Vient ensuite l'inscription automatisée. Les Mac rattachés à l'organisation peuvent rejoindre le service de gestion dès l'Assistant réglages. L'entreprise applique alors ses profils, ses certificats et ses applications avant la première utilisation, sans configuration manuelle poste par poste. Les appareils inscrits de cette manière sont supervisés, ce qui donne à l'organisation les contrôles prévus par Apple pour un équipement professionnel.
Le reste tient dans des profils de configuration, des fichiers XML qui portent réglages, comptes, restrictions et certificats : Wi-Fi, VPN, exigence de code, applications déployées à distance.

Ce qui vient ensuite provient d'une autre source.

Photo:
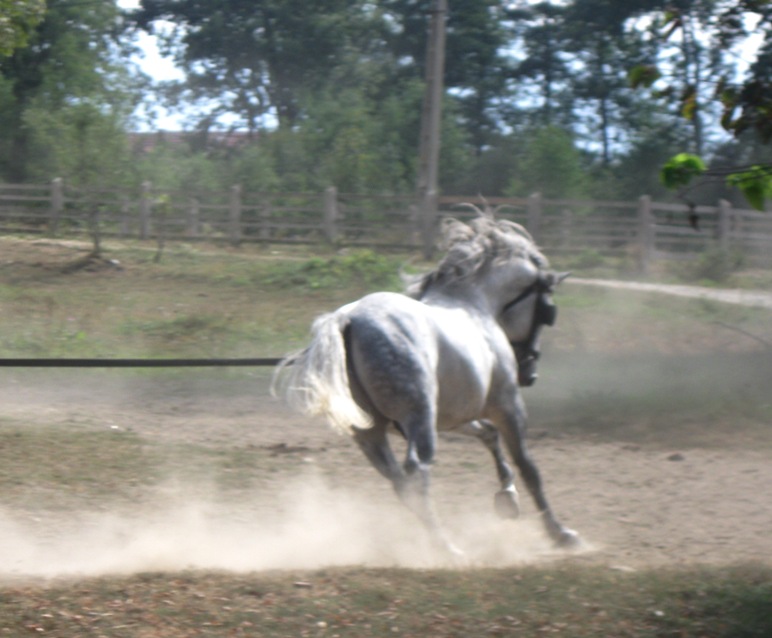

Ce que l'employeur voit, et ce qu'il ne voit pas
C'est la vraie objection. Apple publie la liste dans sa documentation entreprise pour iPhone et iPad. Le service de gestion voit le nom de l'appareil, le numéro de série, le modèle, l'espace disponible, la version du système, les applications installées et l'état du chiffrement.
Apple indique qu'il ne peut pas voir les « e-mails, calendriers, contacts personnels ou professionnels, SMS ou messages iMessage, historique du navigateur Safari, journaux des appels FaceTime ou téléphoniques, rappels et notes personnels, fréquence d'utilisation des apps, localisation de l'appareil ». Apple ajoute que « les comptes personnels des utilisateurs restent toujours inaccessibles ». La logique est identique sur Mac géré : l'inventaire remonte, le contenu non. Nous remettons cette liste aux équipes avant le déploiement, et l'objection tombe.